Cronaca / Soldi

Commenta Stampa

Lepore: “Manca controllo nelle altre istituzioni”

Falsi invalidi, altri 37 arresti: c’è anche un funzionario


.

Falsi invalidi, altri 37 arresti: c’è anche un funzionario
22/09/2010, 15:09

NAPOLI – Proseguono le indagini dei carabinieri sulla ‘cricca’ che gestiva, principalmente nella zona di Chiaia, il business delle pensioni di invalidità indebitamente percepite. Questa notte sono finite in manette 37 persone, tra le quali un funzionario comunale. Le indagini, svolte dai carabinieri di Federico Scarabello, capitano della Compagnia Rione Traiano, hanno svelato un meccanismo ben rodato, che si occupava delle false pensioni dalle pratiche all’erogazione. Tutto, hanno appurato i militari, era falso: la documentazione, i timbri, i certificati medici. Firme contraffatte di medici e funzionari realmente esistenti, diagnosi falsificate, controlli che esistevano solo su carta. A capo dell’organizzazione, Fernando Medici, 60 anni, funzionario della Municipalità Chiaia ed unico destinatario di una ordinanza di custodia cautelare in carcere; per gli altri indagati è scattata la detenzione domiciliare. Medici, hanno appurato gli inquirenti, era uno stretto collaboratore di Angelo Sacco, arrestato mesi fa nell’ambito di una inchiesta analoga. Medici, inoltre, era il ‘tecnico’ che forniva le indicazioni per compilare i falsi documenti, sia certificati medici che pratiche amministrative, che poi diventavano decreti fasulli di invalidità da inoltrare all'Inps che provvedeva a erogare le pensioni. Il meccanismo ha generato truffe soprattutto nel triennio 2007-2010.

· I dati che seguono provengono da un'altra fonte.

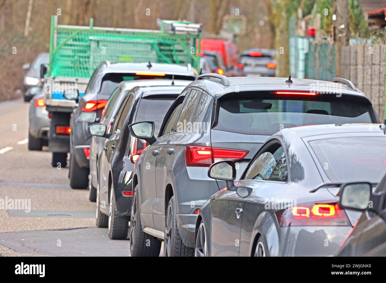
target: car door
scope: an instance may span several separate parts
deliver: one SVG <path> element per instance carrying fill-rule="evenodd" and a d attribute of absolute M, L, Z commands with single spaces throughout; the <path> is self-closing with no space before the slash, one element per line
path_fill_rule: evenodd
<path fill-rule="evenodd" d="M 176 100 L 171 106 L 172 109 L 169 111 L 169 117 L 165 120 L 165 126 L 161 127 L 162 132 L 160 137 L 164 137 L 159 143 L 158 155 L 156 159 L 156 200 L 153 204 L 153 211 L 154 215 L 154 225 L 156 229 L 163 231 L 165 226 L 165 189 L 167 174 L 168 167 L 170 159 L 175 153 L 175 141 L 173 141 L 173 137 L 170 136 L 178 117 L 180 116 L 181 109 L 185 101 L 186 95 L 190 92 L 188 90 L 184 92 Z M 168 115 L 167 114 L 167 115 Z M 173 143 L 174 142 L 174 143 Z"/>

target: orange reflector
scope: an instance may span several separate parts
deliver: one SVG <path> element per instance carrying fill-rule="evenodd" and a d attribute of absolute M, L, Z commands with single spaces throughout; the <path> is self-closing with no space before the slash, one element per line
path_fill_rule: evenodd
<path fill-rule="evenodd" d="M 70 132 L 71 132 L 71 128 L 68 126 L 56 126 L 56 134 L 69 135 Z"/>
<path fill-rule="evenodd" d="M 142 72 L 137 72 L 135 73 L 135 74 L 140 76 L 157 76 L 157 77 L 164 77 L 166 75 L 164 74 L 161 73 L 147 73 Z"/>

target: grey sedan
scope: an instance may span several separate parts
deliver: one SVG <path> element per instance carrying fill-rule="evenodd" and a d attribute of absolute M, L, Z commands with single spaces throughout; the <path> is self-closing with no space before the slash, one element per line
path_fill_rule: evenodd
<path fill-rule="evenodd" d="M 373 124 L 286 129 L 268 139 L 234 183 L 233 161 L 212 165 L 209 176 L 226 188 L 200 209 L 195 255 L 334 255 L 360 215 L 336 196 L 353 180 L 379 182 L 385 142 Z"/>

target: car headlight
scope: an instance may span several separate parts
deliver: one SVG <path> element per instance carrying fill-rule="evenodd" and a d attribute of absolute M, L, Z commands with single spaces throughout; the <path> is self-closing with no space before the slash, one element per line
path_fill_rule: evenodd
<path fill-rule="evenodd" d="M 39 79 L 32 77 L 26 77 L 25 83 L 30 85 L 36 85 L 39 83 Z"/>

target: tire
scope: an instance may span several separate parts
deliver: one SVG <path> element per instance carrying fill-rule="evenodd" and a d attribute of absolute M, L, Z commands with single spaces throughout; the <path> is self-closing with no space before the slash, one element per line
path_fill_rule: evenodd
<path fill-rule="evenodd" d="M 99 184 L 98 184 L 98 187 Z M 96 219 L 95 225 L 99 228 L 107 228 L 108 225 L 108 216 L 101 212 L 99 209 L 99 188 L 96 189 Z"/>
<path fill-rule="evenodd" d="M 43 143 L 41 139 L 34 137 L 30 133 L 28 133 L 29 150 L 41 151 L 43 147 Z"/>
<path fill-rule="evenodd" d="M 132 256 L 159 256 L 161 241 L 142 229 L 138 185 L 134 189 L 130 213 L 130 254 Z"/>
<path fill-rule="evenodd" d="M 204 223 L 201 221 L 198 226 L 197 238 L 195 244 L 195 256 L 207 256 L 208 248 L 207 244 L 207 231 Z"/>
<path fill-rule="evenodd" d="M 91 180 L 89 181 L 88 189 L 90 190 L 88 194 L 88 199 L 90 201 L 95 203 L 96 201 L 96 188 L 93 186 Z"/>
<path fill-rule="evenodd" d="M 112 240 L 124 240 L 127 238 L 129 231 L 129 221 L 130 218 L 127 216 L 119 216 L 117 213 L 115 193 L 114 187 L 111 184 L 110 209 L 108 212 L 108 238 Z"/>
<path fill-rule="evenodd" d="M 179 236 L 174 199 L 174 196 L 170 199 L 165 218 L 164 254 L 165 256 L 193 256 L 194 249 L 186 246 Z"/>
<path fill-rule="evenodd" d="M 88 186 L 89 170 L 81 168 L 78 165 L 75 157 L 70 155 L 70 186 L 73 189 L 86 189 Z"/>
<path fill-rule="evenodd" d="M 58 166 L 58 163 L 60 163 L 61 166 L 65 167 L 67 166 L 67 154 L 63 152 L 52 152 L 52 159 L 51 165 L 52 167 Z"/>

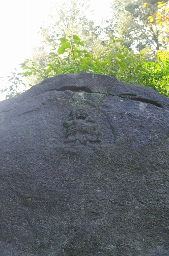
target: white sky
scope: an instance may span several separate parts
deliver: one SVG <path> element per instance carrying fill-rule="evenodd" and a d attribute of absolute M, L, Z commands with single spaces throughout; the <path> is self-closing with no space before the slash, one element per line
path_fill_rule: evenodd
<path fill-rule="evenodd" d="M 33 47 L 40 44 L 40 27 L 46 19 L 52 3 L 59 1 L 1 0 L 0 77 L 9 75 L 25 58 L 31 57 Z M 91 0 L 96 19 L 107 16 L 112 2 Z M 5 85 L 0 81 L 1 89 Z M 2 96 L 0 93 L 0 100 Z"/>

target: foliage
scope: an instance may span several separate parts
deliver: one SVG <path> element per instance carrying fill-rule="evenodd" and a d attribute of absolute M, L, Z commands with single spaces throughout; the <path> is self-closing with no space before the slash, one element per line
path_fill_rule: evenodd
<path fill-rule="evenodd" d="M 148 3 L 145 3 L 145 8 Z M 158 2 L 158 10 L 155 13 L 151 13 L 148 17 L 150 28 L 156 26 L 159 31 L 158 40 L 162 46 L 166 46 L 169 42 L 169 1 L 167 3 Z"/>
<path fill-rule="evenodd" d="M 41 70 L 37 70 L 34 62 L 26 59 L 21 64 L 24 76 L 34 75 L 38 72 L 40 80 L 61 73 L 77 73 L 89 72 L 116 76 L 126 82 L 141 83 L 142 60 L 139 55 L 134 54 L 126 47 L 121 47 L 121 40 L 111 37 L 105 47 L 107 52 L 100 54 L 98 59 L 84 49 L 84 42 L 78 36 L 73 35 L 60 38 L 58 49 L 54 48 L 48 56 L 49 63 L 44 75 Z M 29 66 L 27 66 L 27 63 Z"/>
<path fill-rule="evenodd" d="M 157 52 L 155 62 L 145 62 L 143 85 L 169 97 L 169 52 L 166 48 Z"/>
<path fill-rule="evenodd" d="M 134 54 L 126 47 L 122 47 L 120 40 L 111 37 L 105 42 L 107 52 L 102 53 L 98 58 L 95 58 L 84 49 L 84 42 L 76 35 L 67 38 L 60 38 L 58 49 L 54 48 L 49 54 L 49 63 L 45 73 L 42 68 L 37 69 L 35 62 L 26 59 L 20 64 L 23 72 L 18 73 L 22 77 L 34 77 L 38 74 L 40 82 L 47 77 L 54 76 L 61 73 L 77 73 L 89 72 L 116 76 L 120 80 L 127 83 L 143 83 L 142 67 L 143 62 L 139 55 Z M 12 97 L 16 93 L 14 86 L 18 88 L 18 83 L 22 82 L 18 78 L 12 76 L 12 81 L 7 91 L 8 97 Z M 29 84 L 31 86 L 31 84 Z M 11 93 L 12 91 L 12 93 Z"/>
<path fill-rule="evenodd" d="M 6 92 L 6 99 L 12 98 L 12 97 L 16 97 L 23 92 L 23 90 L 21 89 L 21 85 L 26 89 L 25 84 L 21 79 L 21 77 L 24 76 L 20 72 L 17 72 L 16 69 L 15 69 L 15 72 L 11 72 L 11 76 L 8 76 L 6 78 L 0 77 L 0 79 L 9 82 L 10 83 L 9 87 L 6 87 L 5 88 L 0 90 L 2 93 Z M 23 88 L 23 86 L 22 86 Z"/>
<path fill-rule="evenodd" d="M 115 0 L 112 5 L 112 19 L 107 20 L 107 33 L 118 35 L 123 44 L 138 52 L 148 47 L 155 53 L 160 44 L 158 40 L 158 26 L 148 26 L 150 13 L 157 11 L 157 0 Z M 146 8 L 145 8 L 146 7 Z"/>

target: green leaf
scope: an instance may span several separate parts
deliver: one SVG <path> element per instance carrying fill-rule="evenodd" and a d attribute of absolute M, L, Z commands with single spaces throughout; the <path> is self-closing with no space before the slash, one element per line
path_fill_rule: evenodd
<path fill-rule="evenodd" d="M 58 50 L 58 54 L 63 54 L 65 52 L 65 48 L 63 48 L 62 46 L 59 47 Z"/>
<path fill-rule="evenodd" d="M 50 71 L 51 71 L 51 69 L 47 69 L 45 70 L 45 73 L 50 73 Z"/>
<path fill-rule="evenodd" d="M 66 39 L 66 37 L 61 37 L 61 38 L 59 38 L 59 39 L 60 41 L 64 41 L 65 42 L 67 42 L 67 41 L 68 41 L 68 40 L 67 39 Z"/>
<path fill-rule="evenodd" d="M 77 40 L 76 39 L 73 39 L 73 41 L 75 42 L 77 45 L 79 45 L 79 41 Z"/>
<path fill-rule="evenodd" d="M 67 49 L 67 48 L 69 48 L 70 46 L 70 42 L 65 42 L 63 45 L 62 45 L 61 47 L 63 47 L 65 49 Z"/>
<path fill-rule="evenodd" d="M 89 53 L 87 53 L 84 56 L 85 57 L 91 57 L 91 55 Z"/>
<path fill-rule="evenodd" d="M 29 67 L 28 67 L 27 66 L 25 66 L 24 67 L 23 67 L 22 68 L 22 69 L 30 69 L 31 68 L 30 68 Z"/>
<path fill-rule="evenodd" d="M 83 43 L 83 42 L 82 41 L 81 41 L 81 42 L 78 42 L 78 44 L 79 45 L 80 45 L 80 46 L 84 46 L 84 44 Z"/>
<path fill-rule="evenodd" d="M 80 40 L 80 39 L 79 38 L 79 37 L 78 36 L 77 36 L 77 35 L 73 35 L 73 38 L 74 39 L 74 40 L 78 40 L 78 41 L 79 40 Z"/>

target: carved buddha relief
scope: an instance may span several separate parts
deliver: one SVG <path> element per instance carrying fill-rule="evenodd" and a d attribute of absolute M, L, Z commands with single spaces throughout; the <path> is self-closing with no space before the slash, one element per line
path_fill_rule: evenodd
<path fill-rule="evenodd" d="M 102 133 L 99 131 L 99 124 L 83 108 L 71 111 L 63 125 L 66 129 L 65 143 L 101 142 L 100 136 Z"/>

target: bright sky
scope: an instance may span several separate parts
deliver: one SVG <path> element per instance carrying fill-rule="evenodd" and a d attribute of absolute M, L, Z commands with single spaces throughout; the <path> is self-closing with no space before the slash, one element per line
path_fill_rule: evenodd
<path fill-rule="evenodd" d="M 31 57 L 33 47 L 40 44 L 40 27 L 46 19 L 52 3 L 59 1 L 1 1 L 0 77 L 9 75 L 25 58 Z M 107 16 L 110 2 L 112 0 L 91 0 L 95 19 Z M 4 85 L 0 81 L 0 88 Z"/>

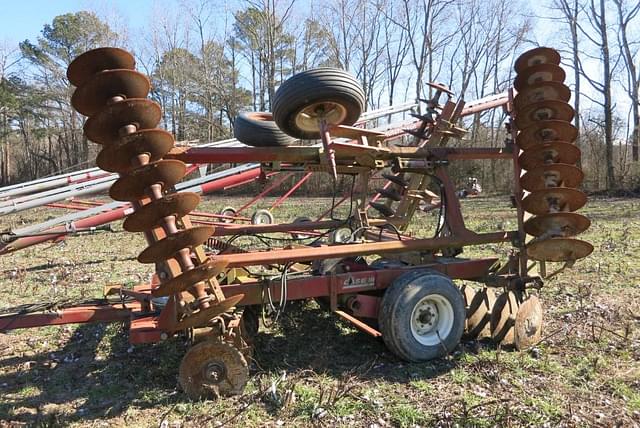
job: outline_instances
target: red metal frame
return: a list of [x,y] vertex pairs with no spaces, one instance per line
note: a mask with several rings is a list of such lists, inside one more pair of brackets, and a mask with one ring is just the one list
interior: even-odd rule
[[[452,115],[468,115],[488,108],[505,106],[510,103],[513,93],[510,91],[507,96],[500,94],[480,100],[475,104],[470,104],[463,108],[464,103],[447,103],[446,109]],[[444,110],[443,110],[444,112]],[[418,124],[419,122],[416,122]],[[416,125],[417,126],[417,125]],[[323,140],[323,151],[316,147],[290,147],[286,150],[274,148],[189,148],[175,149],[171,156],[191,164],[204,163],[237,163],[237,162],[281,162],[291,163],[311,163],[320,165],[328,169],[334,176],[338,169],[357,156],[371,155],[374,159],[394,159],[409,158],[405,163],[408,167],[424,168],[426,160],[449,161],[457,159],[511,159],[514,162],[514,173],[519,176],[520,170],[517,164],[517,150],[507,151],[494,148],[446,148],[446,147],[424,147],[422,144],[418,148],[397,148],[385,149],[381,147],[364,146],[352,143],[331,142],[329,127],[321,124],[321,135]],[[392,130],[386,133],[387,140],[405,135],[402,130]],[[437,138],[436,138],[437,139]],[[282,197],[278,198],[271,206],[275,208],[295,192],[302,184],[309,179],[313,172],[307,172],[294,186],[292,186]],[[255,168],[240,174],[216,180],[211,183],[201,185],[202,193],[229,188],[248,181],[259,178],[261,169]],[[291,177],[291,173],[284,174],[263,190],[249,203],[242,206],[238,212],[245,210],[248,206],[264,197],[268,192],[281,185],[286,179]],[[450,234],[448,236],[438,236],[430,239],[389,239],[380,242],[366,244],[343,244],[321,247],[302,248],[271,248],[264,252],[234,253],[225,254],[224,258],[228,262],[228,268],[242,268],[255,265],[283,265],[289,263],[305,263],[324,259],[342,259],[354,256],[372,254],[395,254],[417,252],[429,255],[431,262],[420,266],[408,266],[406,268],[393,268],[382,270],[370,270],[366,267],[362,270],[354,270],[348,273],[307,276],[300,278],[290,278],[287,281],[287,299],[299,300],[314,297],[329,297],[331,309],[349,320],[361,330],[379,336],[375,329],[361,322],[358,317],[375,318],[380,304],[380,296],[399,275],[413,269],[434,269],[442,272],[453,279],[468,279],[486,281],[491,267],[497,261],[496,258],[483,259],[459,259],[443,258],[433,255],[436,251],[446,248],[458,248],[467,245],[478,245],[486,243],[515,242],[522,244],[523,234],[523,211],[521,208],[522,190],[519,188],[518,180],[515,180],[514,191],[518,205],[518,230],[498,231],[492,233],[474,233],[465,227],[464,218],[460,211],[459,201],[455,195],[455,188],[449,179],[446,171],[438,167],[435,175],[441,180],[444,187],[444,196],[447,201],[446,216],[447,226]],[[386,186],[385,186],[386,187]],[[345,195],[340,201],[343,203],[349,198]],[[61,208],[82,209],[79,205],[90,202],[74,202],[72,204],[51,204],[51,206]],[[84,219],[76,222],[79,228],[98,226],[109,221],[123,218],[131,208],[129,206],[116,209],[107,213]],[[214,236],[270,233],[270,232],[293,232],[310,231],[315,229],[332,229],[344,224],[342,221],[320,219],[328,214],[327,211],[317,221],[289,224],[272,225],[231,225],[224,224],[216,228]],[[193,213],[193,215],[205,218],[220,218],[210,213]],[[384,223],[384,220],[370,220],[370,225]],[[208,222],[205,222],[208,223]],[[213,222],[211,222],[213,223]],[[51,229],[52,236],[60,235],[65,230],[64,226]],[[42,242],[51,239],[50,237],[22,238],[11,244],[10,250],[24,248],[34,242]],[[0,250],[6,252],[5,249]],[[522,272],[526,272],[526,256],[521,256]],[[123,291],[123,294],[134,298],[134,301],[119,302],[105,305],[81,305],[71,308],[60,309],[52,313],[22,314],[14,316],[0,317],[0,331],[28,328],[41,325],[60,325],[83,322],[107,322],[130,320],[132,343],[157,342],[161,340],[167,332],[167,320],[176,318],[176,301],[172,297],[160,312],[159,315],[150,314],[151,290],[155,285],[147,284],[135,287],[133,291]],[[240,305],[259,305],[263,303],[264,291],[268,289],[275,301],[280,300],[281,284],[279,281],[258,281],[242,282],[240,284],[222,285],[224,296],[231,297],[243,295]],[[344,299],[346,310],[338,309],[339,299]],[[347,312],[350,311],[350,312]]]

I BENEFICIARI delle false pensioni sono 35, molti dei quali appartenenti allo stesso nucleo familiare o comunque conoscenti tra loro, ed alcuni dei quali già coinvolti, direttamente o indirettamente, in una precedente inchiesta condotta sempre dalla Procura di Napoli sui falsi ciechi. Ciascun beneficiario pagava circa 20mila euro (ovvero gli arretrati erogati dall’Inps) alla ‘cricca’ come compenso per la pensione ottenuta; il guadagno per i due funzionari arrestati, Sacco e Medici, è stimato intorno ai 500mila euro totali. Tra gli handicap dichiarati nelle false certificazioni mediche vi erano anche gravi e irreversibili patologie psichiche che venivano avallate, in modo del tutto falso, da persone conniventi.

Il `bacino' d'utenza della truffa erano principalmente due strade del cosiddetto Pallonetto di Santa Lucia zona nella quale, ancora una volta, è stato registrato un altro numero di invalidi. Fino ad oggi le indagini sui falsi invalidi hanno portato all'arresto di 121 persone.

In conferenza stampa a Napoli, il procuratore aggiunto Francesco Greco ha assicurato: "L'indagine non è ancora terminata e porterà ad altri sviluppi importanti". Dello stesso avviso anche il procuratore capo Giandomenico Lepore: "A Napoli dove ci giriamo giriamo troviamo sempre cose irregolari. I fenomeni illeciti, però, - ha ammonito - non si esauriscono con gli arresti. Quello che manca è un controllo serio da parte della pubblica amministrazione. In questo caso, l'Inps non si era accorta delle tante irregolarità". Secondo il procuratore a influire sui bilanci dell'ente previdenziale erano soprattutto gli arretrati che ogni pensionato ha diritto di percepire quando la pratica viene approvata: circa 20mila euro a persona. E proprio 20mila euro era il prezzo che ciascun beneficiario illegittimo era disposto a versare ai membri dell'organizzazione per vedersi garantito un vitalizio economico permanente.